DONE Regex Engine
The regex engine underpins all terminal matching in the parser. It uses Brzozowski derivatives to match incrementally, a design that integrates naturally with partial parsing. The theoretical foundations (derivatives, two-level completability) are developed in Completability and Regular Expressions. This page covers only the implementation-specific choices.
Source: src/regex/
The Regex Type
$$r ::= \emptyset \mid \varepsilon \mid c \mid [a\text{-}b] \mid r_1 \cdot r_2 \mid r_1 \mid r_2 \mid r^*$$
Empty, Epsilon, Char, Range, Concat, Union, Star. Grammar terminals written as /[a-z]+/ are parsed into this representation at grammar load time. Common shorthands (digit(), word(), alnum()) are combinators over these primitives.
Prefix Matching
prefix_match(r, s) computes $d = \text{simplify}(\partial_s r)$ and classifies the result:
| Outcome | Condition | Meaning |
|---|---|---|
NoMatch | $d = \emptyset$ | $s$ is not a prefix of any string in $\mathcal{L}(r)$ |
Extensible(d) | $\nu(d)$ | $s \in \mathcal{L}(r)$ and $d$ accepts further characters |
Prefix(d) | $\lnot\nu(d)$, $d \neq \emptyset$ | $s$ is a valid prefix but not yet a complete match |
The parser maps these outcomes to terminal node status: Extensible produces a Terminal::Complete with a non-null extension derivative; Prefix produces a Terminal::Partial with a remainder derivative.

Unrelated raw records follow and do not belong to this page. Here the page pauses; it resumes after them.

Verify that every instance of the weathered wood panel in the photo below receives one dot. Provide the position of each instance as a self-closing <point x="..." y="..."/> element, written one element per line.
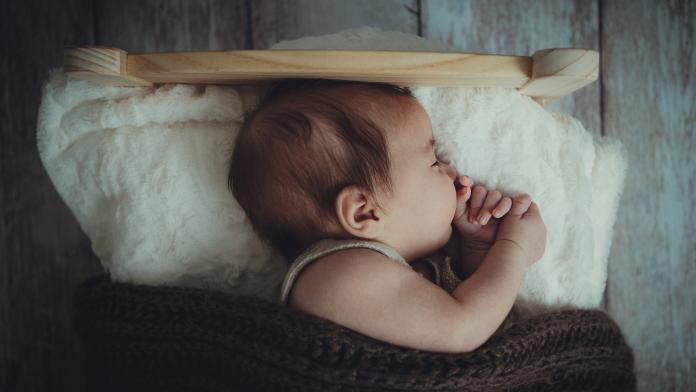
<point x="44" y="252"/>
<point x="649" y="68"/>
<point x="274" y="21"/>
<point x="522" y="28"/>
<point x="167" y="26"/>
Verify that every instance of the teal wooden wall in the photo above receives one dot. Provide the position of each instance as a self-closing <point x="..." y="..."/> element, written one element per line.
<point x="645" y="97"/>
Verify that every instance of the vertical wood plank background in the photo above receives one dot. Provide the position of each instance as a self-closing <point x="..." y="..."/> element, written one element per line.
<point x="645" y="97"/>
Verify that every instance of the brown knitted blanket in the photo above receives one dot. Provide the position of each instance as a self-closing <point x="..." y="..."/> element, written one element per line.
<point x="158" y="338"/>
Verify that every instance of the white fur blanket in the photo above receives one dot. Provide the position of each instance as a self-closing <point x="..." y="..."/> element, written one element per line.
<point x="144" y="171"/>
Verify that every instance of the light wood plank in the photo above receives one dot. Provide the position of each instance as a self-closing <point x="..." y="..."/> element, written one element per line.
<point x="649" y="67"/>
<point x="522" y="28"/>
<point x="43" y="252"/>
<point x="548" y="74"/>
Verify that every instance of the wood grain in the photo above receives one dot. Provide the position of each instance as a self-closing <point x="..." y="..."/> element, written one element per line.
<point x="522" y="28"/>
<point x="647" y="87"/>
<point x="44" y="252"/>
<point x="649" y="67"/>
<point x="274" y="21"/>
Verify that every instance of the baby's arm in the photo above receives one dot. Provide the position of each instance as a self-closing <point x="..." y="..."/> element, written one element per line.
<point x="489" y="293"/>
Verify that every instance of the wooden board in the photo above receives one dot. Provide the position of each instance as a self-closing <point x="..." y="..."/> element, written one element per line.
<point x="648" y="78"/>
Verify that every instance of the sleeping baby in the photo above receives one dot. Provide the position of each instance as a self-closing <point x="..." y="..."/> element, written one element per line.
<point x="342" y="178"/>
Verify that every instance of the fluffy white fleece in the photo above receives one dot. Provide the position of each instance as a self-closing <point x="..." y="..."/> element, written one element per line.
<point x="144" y="171"/>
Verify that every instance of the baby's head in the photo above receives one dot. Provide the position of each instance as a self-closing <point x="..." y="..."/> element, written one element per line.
<point x="340" y="159"/>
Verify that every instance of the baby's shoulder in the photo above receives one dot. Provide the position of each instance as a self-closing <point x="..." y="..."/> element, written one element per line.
<point x="337" y="276"/>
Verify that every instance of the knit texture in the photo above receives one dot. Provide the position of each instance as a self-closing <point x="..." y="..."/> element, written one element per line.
<point x="183" y="339"/>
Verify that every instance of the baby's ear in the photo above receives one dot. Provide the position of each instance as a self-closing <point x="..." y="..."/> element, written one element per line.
<point x="357" y="213"/>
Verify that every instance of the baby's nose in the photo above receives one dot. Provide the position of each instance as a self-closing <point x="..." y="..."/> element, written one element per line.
<point x="451" y="171"/>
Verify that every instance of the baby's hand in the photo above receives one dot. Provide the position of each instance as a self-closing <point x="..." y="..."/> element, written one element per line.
<point x="472" y="218"/>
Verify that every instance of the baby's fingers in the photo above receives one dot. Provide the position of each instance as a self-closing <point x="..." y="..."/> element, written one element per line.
<point x="492" y="199"/>
<point x="503" y="207"/>
<point x="520" y="204"/>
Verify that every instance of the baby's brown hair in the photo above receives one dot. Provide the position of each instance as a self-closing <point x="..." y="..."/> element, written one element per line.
<point x="305" y="141"/>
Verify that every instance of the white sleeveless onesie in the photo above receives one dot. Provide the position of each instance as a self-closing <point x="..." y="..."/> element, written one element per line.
<point x="445" y="277"/>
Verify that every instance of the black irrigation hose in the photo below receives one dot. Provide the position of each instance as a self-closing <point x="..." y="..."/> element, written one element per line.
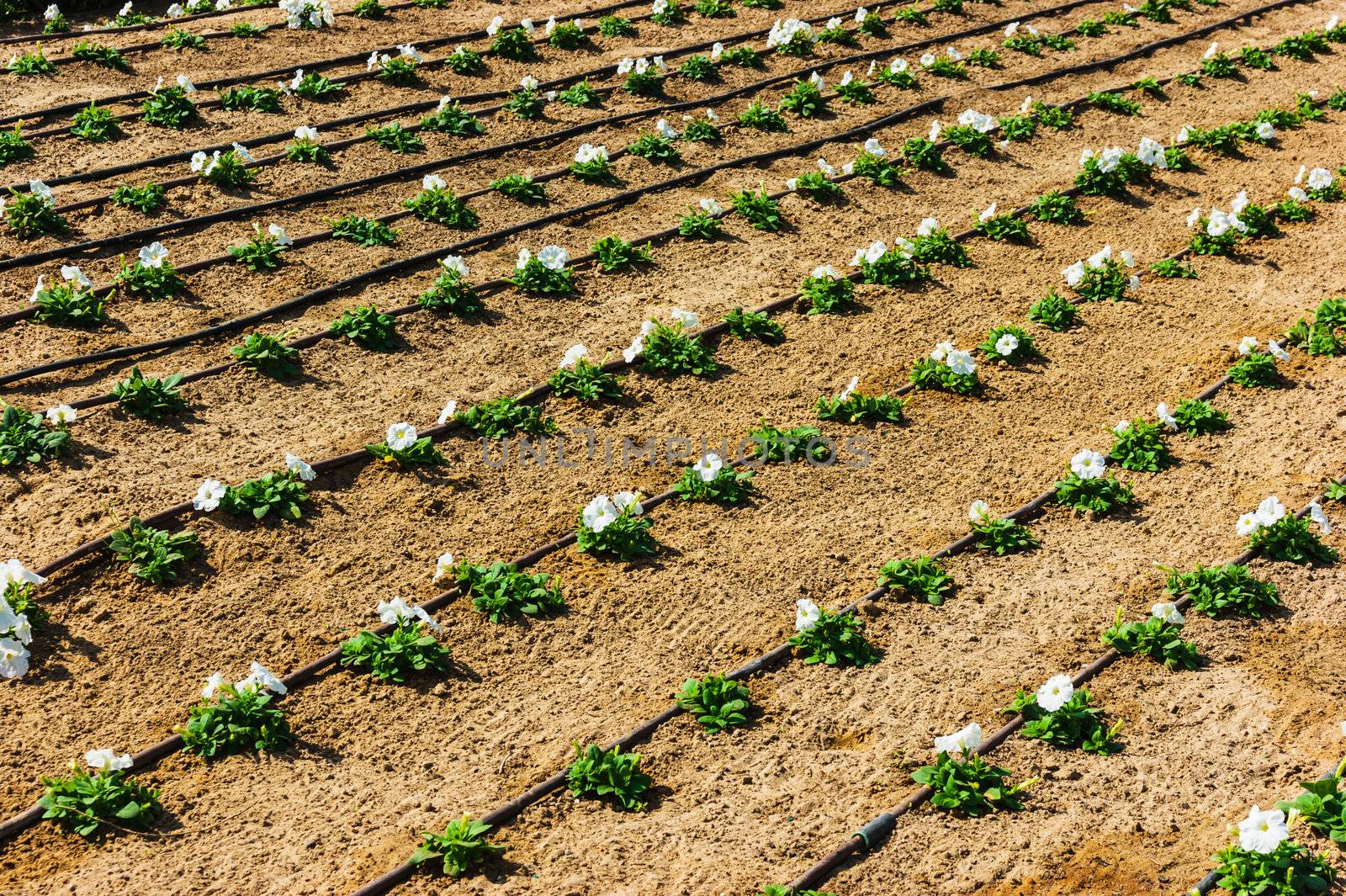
<point x="111" y="354"/>
<point x="423" y="105"/>
<point x="154" y="754"/>
<point x="1208" y="883"/>
<point x="881" y="826"/>
<point x="311" y="66"/>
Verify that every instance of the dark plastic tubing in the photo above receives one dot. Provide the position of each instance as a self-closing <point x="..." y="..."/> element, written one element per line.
<point x="229" y="326"/>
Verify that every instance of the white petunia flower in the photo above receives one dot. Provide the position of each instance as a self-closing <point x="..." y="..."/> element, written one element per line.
<point x="1263" y="832"/>
<point x="1168" y="612"/>
<point x="708" y="467"/>
<point x="107" y="761"/>
<point x="805" y="613"/>
<point x="443" y="567"/>
<point x="298" y="467"/>
<point x="1056" y="693"/>
<point x="62" y="415"/>
<point x="1088" y="464"/>
<point x="960" y="362"/>
<point x="967" y="739"/>
<point x="209" y="494"/>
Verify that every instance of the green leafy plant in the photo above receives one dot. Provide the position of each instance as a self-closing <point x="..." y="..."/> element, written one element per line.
<point x="718" y="702"/>
<point x="236" y="718"/>
<point x="919" y="579"/>
<point x="1158" y="638"/>
<point x="835" y="639"/>
<point x="1053" y="311"/>
<point x="363" y="231"/>
<point x="154" y="554"/>
<point x="368" y="328"/>
<point x="459" y="849"/>
<point x="502" y="591"/>
<point x="408" y="649"/>
<point x="268" y="355"/>
<point x="84" y="801"/>
<point x="279" y="491"/>
<point x="150" y="397"/>
<point x="609" y="774"/>
<point x="1074" y="725"/>
<point x="969" y="785"/>
<point x="437" y="204"/>
<point x="146" y="199"/>
<point x="522" y="188"/>
<point x="504" y="417"/>
<point x="670" y="350"/>
<point x="753" y="325"/>
<point x="94" y="124"/>
<point x="454" y="120"/>
<point x="395" y="139"/>
<point x="167" y="108"/>
<point x="1229" y="590"/>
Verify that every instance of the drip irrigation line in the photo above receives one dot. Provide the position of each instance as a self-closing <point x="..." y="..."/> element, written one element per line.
<point x="1209" y="883"/>
<point x="424" y="105"/>
<point x="229" y="326"/>
<point x="311" y="66"/>
<point x="513" y="808"/>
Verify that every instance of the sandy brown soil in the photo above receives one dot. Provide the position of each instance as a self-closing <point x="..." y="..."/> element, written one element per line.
<point x="831" y="748"/>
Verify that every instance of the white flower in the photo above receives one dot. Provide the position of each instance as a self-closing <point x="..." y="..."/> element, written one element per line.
<point x="1056" y="693"/>
<point x="401" y="435"/>
<point x="554" y="257"/>
<point x="213" y="685"/>
<point x="805" y="613"/>
<point x="967" y="739"/>
<point x="298" y="467"/>
<point x="154" y="255"/>
<point x="13" y="658"/>
<point x="708" y="467"/>
<point x="599" y="513"/>
<point x="107" y="761"/>
<point x="1269" y="512"/>
<point x="686" y="318"/>
<point x="1168" y="612"/>
<point x="574" y="355"/>
<point x="589" y="152"/>
<point x="960" y="362"/>
<point x="15" y="574"/>
<point x="1153" y="152"/>
<point x="209" y="494"/>
<point x="1088" y="464"/>
<point x="262" y="678"/>
<point x="62" y="415"/>
<point x="629" y="502"/>
<point x="1263" y="832"/>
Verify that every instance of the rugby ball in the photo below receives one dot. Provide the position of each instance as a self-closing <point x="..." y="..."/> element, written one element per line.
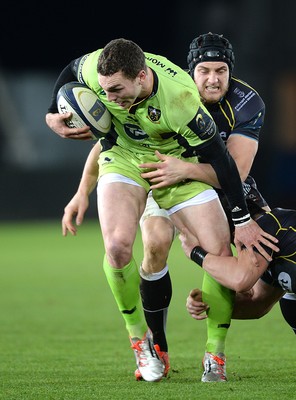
<point x="86" y="108"/>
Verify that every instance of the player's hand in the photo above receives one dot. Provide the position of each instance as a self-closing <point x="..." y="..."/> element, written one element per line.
<point x="56" y="123"/>
<point x="195" y="306"/>
<point x="168" y="171"/>
<point x="251" y="235"/>
<point x="76" y="207"/>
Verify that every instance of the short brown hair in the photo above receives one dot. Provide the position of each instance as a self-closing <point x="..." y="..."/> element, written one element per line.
<point x="121" y="55"/>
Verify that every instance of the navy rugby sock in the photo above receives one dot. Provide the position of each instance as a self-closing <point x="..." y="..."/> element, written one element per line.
<point x="156" y="296"/>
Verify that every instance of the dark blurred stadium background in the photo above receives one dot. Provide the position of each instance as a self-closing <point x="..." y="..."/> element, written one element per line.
<point x="39" y="171"/>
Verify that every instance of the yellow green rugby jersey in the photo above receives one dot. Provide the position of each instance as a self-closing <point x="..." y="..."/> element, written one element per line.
<point x="160" y="121"/>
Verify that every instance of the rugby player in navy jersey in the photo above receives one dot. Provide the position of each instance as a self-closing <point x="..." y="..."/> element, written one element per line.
<point x="258" y="285"/>
<point x="238" y="111"/>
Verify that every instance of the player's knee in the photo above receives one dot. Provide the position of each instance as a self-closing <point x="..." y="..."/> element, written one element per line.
<point x="119" y="250"/>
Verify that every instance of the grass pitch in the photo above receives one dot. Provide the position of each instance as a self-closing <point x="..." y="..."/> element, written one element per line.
<point x="62" y="337"/>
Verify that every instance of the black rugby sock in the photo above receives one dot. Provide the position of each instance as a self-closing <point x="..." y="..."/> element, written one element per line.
<point x="156" y="296"/>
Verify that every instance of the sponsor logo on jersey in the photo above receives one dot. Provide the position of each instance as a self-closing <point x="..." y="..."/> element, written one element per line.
<point x="154" y="114"/>
<point x="135" y="132"/>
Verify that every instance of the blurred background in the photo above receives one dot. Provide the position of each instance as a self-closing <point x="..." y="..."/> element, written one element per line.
<point x="40" y="171"/>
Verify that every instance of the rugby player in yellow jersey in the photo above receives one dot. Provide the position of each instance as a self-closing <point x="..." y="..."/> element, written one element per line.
<point x="155" y="105"/>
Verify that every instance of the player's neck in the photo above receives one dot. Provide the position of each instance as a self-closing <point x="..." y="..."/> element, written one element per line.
<point x="147" y="86"/>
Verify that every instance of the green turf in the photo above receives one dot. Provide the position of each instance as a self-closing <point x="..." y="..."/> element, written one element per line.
<point x="61" y="335"/>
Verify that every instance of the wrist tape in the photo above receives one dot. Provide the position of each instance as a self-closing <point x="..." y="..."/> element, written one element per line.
<point x="198" y="254"/>
<point x="241" y="221"/>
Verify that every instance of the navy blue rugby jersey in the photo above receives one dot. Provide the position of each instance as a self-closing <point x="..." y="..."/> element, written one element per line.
<point x="281" y="272"/>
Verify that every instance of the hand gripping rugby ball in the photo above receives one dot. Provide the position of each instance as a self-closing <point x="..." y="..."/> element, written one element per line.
<point x="86" y="108"/>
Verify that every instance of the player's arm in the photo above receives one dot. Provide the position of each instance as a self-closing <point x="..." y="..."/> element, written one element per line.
<point x="242" y="145"/>
<point x="172" y="170"/>
<point x="56" y="121"/>
<point x="237" y="273"/>
<point x="80" y="201"/>
<point x="252" y="304"/>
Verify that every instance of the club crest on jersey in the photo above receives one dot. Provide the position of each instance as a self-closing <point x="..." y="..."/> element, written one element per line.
<point x="154" y="114"/>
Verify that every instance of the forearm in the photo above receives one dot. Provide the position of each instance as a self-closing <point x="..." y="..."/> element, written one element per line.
<point x="90" y="172"/>
<point x="238" y="274"/>
<point x="201" y="172"/>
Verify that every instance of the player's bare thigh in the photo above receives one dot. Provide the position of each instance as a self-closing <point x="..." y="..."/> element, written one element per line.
<point x="120" y="206"/>
<point x="208" y="222"/>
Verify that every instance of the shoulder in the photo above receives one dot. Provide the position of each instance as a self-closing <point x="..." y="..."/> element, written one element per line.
<point x="169" y="72"/>
<point x="244" y="99"/>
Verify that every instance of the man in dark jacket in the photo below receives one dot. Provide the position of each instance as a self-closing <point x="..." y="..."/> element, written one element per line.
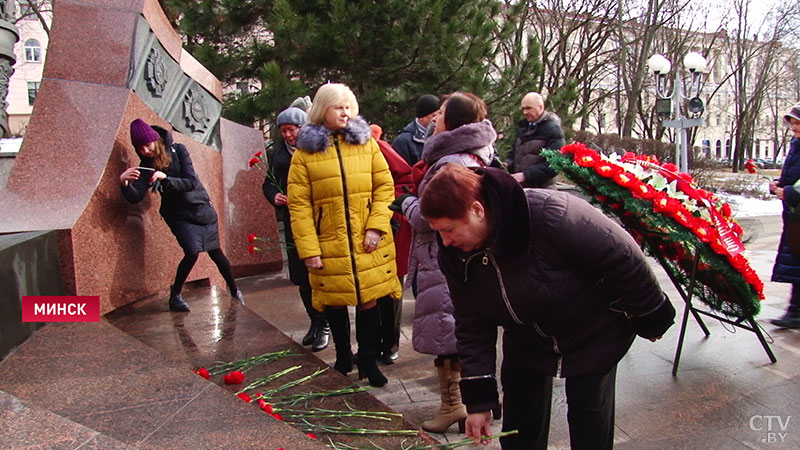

Simplification (standard algebraic identities: $\emptyset \cdot r = \emptyset$, $\varepsilon \cdot r = r$, $r \mid r = r$, etc.) is applied after each derivative step to keep expression size bounded.
NFA Fallback
For full-string matching (matches) and maximum-length prefix matching (match_len), the engine compiles to an NFA via Thompson construction rather than using derivatives. This avoids the expression-growth problem derivatives can exhibit on long inputs.
DFA Intersection
has_intersection(r_1, r_2) checks $\mathcal{L}(r_1) \cap \mathcal{L}(r_2) \neq \emptyset$ by product-DFA construction. Used by the typing engine to detect overlapping terminal patterns.
String Generation
examples(n) generates up to $n$ concrete strings in $\mathcal{L}(r)$. The synthesizer uses this to find token candidates when extending a partial tree with a regex terminal.